Going back over these themes to bring them to a new level of artistic maturity is a self-reflective challenge. I want to honor the person I was back then by doing justice to what BlueSuburbia always was, but also I find a lot of the themes too angsty to include. I'm glad I get this do-over.

In creating affecting works, you can stir up powerful feelings in the player. Does this worry you at times? What dangers do you feel exist in touching the player deeply? What benefits come from putting these experiences out into the world?

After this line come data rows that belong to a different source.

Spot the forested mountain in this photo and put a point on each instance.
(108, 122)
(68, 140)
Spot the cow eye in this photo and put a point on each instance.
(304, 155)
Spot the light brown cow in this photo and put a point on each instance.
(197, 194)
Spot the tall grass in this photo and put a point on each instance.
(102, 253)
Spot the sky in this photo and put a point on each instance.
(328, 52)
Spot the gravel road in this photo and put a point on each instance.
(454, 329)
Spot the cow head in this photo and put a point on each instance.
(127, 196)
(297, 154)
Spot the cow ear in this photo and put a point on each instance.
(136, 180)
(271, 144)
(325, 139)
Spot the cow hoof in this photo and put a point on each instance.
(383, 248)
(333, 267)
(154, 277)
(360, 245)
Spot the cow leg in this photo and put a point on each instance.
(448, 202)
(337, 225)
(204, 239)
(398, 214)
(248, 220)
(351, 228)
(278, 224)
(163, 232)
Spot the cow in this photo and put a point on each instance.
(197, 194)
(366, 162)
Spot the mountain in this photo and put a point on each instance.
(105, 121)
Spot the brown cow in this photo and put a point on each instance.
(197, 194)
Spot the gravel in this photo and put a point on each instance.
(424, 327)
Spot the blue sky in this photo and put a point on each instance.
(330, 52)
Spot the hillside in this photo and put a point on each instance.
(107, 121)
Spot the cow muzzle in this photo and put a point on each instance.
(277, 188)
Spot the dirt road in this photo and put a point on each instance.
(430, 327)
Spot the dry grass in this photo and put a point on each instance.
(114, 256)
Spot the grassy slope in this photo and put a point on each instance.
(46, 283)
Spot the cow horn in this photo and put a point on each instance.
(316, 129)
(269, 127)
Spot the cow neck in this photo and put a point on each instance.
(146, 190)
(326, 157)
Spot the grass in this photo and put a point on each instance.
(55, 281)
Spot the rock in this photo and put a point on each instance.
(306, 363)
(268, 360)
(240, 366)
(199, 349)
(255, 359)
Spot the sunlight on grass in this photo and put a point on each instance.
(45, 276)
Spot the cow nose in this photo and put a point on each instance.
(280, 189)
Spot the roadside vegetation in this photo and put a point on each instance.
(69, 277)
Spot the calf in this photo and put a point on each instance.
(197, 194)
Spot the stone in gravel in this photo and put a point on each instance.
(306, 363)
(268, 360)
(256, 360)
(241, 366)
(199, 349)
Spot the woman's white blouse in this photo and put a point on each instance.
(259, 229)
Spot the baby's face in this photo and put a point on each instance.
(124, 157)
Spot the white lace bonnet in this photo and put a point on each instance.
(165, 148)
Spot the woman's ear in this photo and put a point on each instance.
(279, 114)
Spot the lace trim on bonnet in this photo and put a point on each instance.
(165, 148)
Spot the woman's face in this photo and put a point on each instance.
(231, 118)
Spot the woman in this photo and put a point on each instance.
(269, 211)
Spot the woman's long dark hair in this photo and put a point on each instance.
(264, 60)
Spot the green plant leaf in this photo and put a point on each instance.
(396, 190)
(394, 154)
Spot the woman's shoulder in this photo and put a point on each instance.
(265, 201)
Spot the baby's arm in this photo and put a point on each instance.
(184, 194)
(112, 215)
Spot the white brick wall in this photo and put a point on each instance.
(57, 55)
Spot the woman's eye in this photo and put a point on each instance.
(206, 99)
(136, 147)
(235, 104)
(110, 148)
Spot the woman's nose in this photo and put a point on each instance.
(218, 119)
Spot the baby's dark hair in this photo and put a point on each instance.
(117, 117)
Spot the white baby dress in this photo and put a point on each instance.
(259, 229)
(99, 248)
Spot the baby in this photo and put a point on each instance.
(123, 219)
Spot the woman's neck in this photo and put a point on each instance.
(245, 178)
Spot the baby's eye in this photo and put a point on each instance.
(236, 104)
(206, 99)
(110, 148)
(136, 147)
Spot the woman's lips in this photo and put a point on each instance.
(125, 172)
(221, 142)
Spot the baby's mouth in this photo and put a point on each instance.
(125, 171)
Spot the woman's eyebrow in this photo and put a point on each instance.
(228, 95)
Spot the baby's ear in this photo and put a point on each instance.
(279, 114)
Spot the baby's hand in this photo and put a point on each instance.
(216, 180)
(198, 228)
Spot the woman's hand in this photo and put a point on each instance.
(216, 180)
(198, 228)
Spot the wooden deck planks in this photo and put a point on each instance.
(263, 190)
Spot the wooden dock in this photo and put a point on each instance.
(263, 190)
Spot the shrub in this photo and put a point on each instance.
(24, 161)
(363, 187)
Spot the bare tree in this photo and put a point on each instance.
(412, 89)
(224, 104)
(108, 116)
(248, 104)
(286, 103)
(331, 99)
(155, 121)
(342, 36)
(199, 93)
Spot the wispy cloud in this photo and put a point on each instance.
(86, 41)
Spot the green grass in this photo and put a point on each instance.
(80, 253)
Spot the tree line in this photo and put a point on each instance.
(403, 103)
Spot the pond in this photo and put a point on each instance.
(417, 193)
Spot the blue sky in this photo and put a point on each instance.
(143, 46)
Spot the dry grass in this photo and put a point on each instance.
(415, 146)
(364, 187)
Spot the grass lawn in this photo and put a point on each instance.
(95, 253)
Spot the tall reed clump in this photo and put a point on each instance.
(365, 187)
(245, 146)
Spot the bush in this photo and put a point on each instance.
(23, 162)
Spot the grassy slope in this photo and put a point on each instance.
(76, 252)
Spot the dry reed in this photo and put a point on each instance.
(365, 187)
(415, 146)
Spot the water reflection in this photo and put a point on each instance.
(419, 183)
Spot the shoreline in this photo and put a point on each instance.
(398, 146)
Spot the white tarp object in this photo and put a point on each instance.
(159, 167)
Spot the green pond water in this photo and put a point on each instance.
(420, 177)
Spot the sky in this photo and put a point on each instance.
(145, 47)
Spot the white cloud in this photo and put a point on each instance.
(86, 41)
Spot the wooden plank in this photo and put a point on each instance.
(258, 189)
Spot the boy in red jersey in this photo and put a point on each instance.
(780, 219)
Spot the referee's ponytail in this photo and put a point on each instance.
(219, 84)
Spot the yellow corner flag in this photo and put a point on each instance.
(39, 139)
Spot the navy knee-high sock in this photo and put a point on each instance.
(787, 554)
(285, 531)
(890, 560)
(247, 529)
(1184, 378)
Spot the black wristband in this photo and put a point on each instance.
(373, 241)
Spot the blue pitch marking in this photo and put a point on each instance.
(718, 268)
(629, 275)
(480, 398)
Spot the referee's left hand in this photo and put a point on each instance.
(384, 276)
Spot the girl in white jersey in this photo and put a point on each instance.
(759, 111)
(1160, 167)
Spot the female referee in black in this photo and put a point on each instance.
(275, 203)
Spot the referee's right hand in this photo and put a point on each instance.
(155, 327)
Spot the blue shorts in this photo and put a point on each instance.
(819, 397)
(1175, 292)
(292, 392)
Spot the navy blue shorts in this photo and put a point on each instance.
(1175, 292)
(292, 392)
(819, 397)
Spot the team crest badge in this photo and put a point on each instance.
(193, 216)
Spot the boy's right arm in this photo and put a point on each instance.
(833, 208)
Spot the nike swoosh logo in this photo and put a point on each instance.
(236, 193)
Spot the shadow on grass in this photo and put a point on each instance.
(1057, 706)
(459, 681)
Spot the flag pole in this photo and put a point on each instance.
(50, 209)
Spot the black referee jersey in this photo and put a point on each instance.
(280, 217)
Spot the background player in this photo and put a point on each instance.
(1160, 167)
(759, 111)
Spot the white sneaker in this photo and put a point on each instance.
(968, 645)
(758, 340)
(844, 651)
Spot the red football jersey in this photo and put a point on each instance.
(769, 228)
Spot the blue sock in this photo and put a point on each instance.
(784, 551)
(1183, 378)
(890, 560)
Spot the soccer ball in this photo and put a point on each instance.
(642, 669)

Yes. I think there is a risk of being too overbearing with themes of hopelessness. Sorry for being too blunt, but I'm often in that place where I wonder what the point of living is. I know that I have to be careful not to pour that feeling into my work because just the fact that it's interactive, a game, and a space that requires someone else to exist in, can be too overbearing or hurt them. There's an artistic responsibility to provide hope and personal power and highlight personal strength. Even if, as an artist, I might not feel like that sometimes, there's no point in making art that robs the viewer of hope without any good reason.

It's important to have art that talks about heavy, triggering, traumatic topics. You need that. These things exist. We should go there. At the same time, you have to provide a level of aftercare to the person playing. You have to think about how this thing will affect the player. You have to care about the light at the end of the tunnel, building on feelings of solidarity, or encouraging empathy. There's more to art that's "traumatizing" than just being sad. It's building on these deeper connections that matter the most.

BlueSuburbia unflinchingly tackles the commodification of misery for entertainment and mass consumptionof burning a life to cinders just to watch the fire dance and see how much ad revenue the sparks can bring in. What do you hope this experience stirs in the people who play it?

It's hard to admit, but to some extent, we all do that, don't we? We like to look at the morbid thing that happened to someone. To speculate. We like watching true crime, or thrillers with big scary stabby serial killers who are portrayed as these hot monsters, or buddy cop movies where the police violence is often a punchline... It's hard not to get uncritically sucked into that culture when you constantly see documentaries about these serial killers who are very much platformed to a point of cultural reverence.

We really don't think about what this does to people victimized by that. There's no space for victims to really reclaim agency over their own stories and tell them their own way. Social media especially exasperates that when everyone with an account can come down on someone victimized and ask them all these terrible prying questions because that horrible thing that happened to someone is now a talking point. I don't think there's quite a word to describe what it's like to watch all these strangers openly talk about the horrible thing that happened to you, speculate about all the ways it's your fault or that you're a liar, and see those conversations get actual honest to god engagement. It's all just entertainment. The people participating move on with their lives. You stay stuck in that, so it's kind of like an extension of the horrible thing that already happened to you. It's a culture.

When you experience that for yourself it's really hard to look at all these documentaries about serial killers, or TV shows glorifying certain brands of violence (sorry for sounding Like That), without seeing a little of what happened to you in it.

So, all that said, it drives me up the wall when people brush off games that deal with the artist's personal trauma as "just one of those trauma games." Like, we have a right to talk about it too; it's reduced to entertainment in literally every other facet of society. As clumsy as these modes of personal expression may be, there's an element to taking your own power back. It's about building empathy, understanding, compassion, and rejecting the type of society that works so hard to destroy victims while defending the abusers.

That's what these types of personal autobiographical games mean to me, and it's what I'm trying to bring to BlueSuburbia.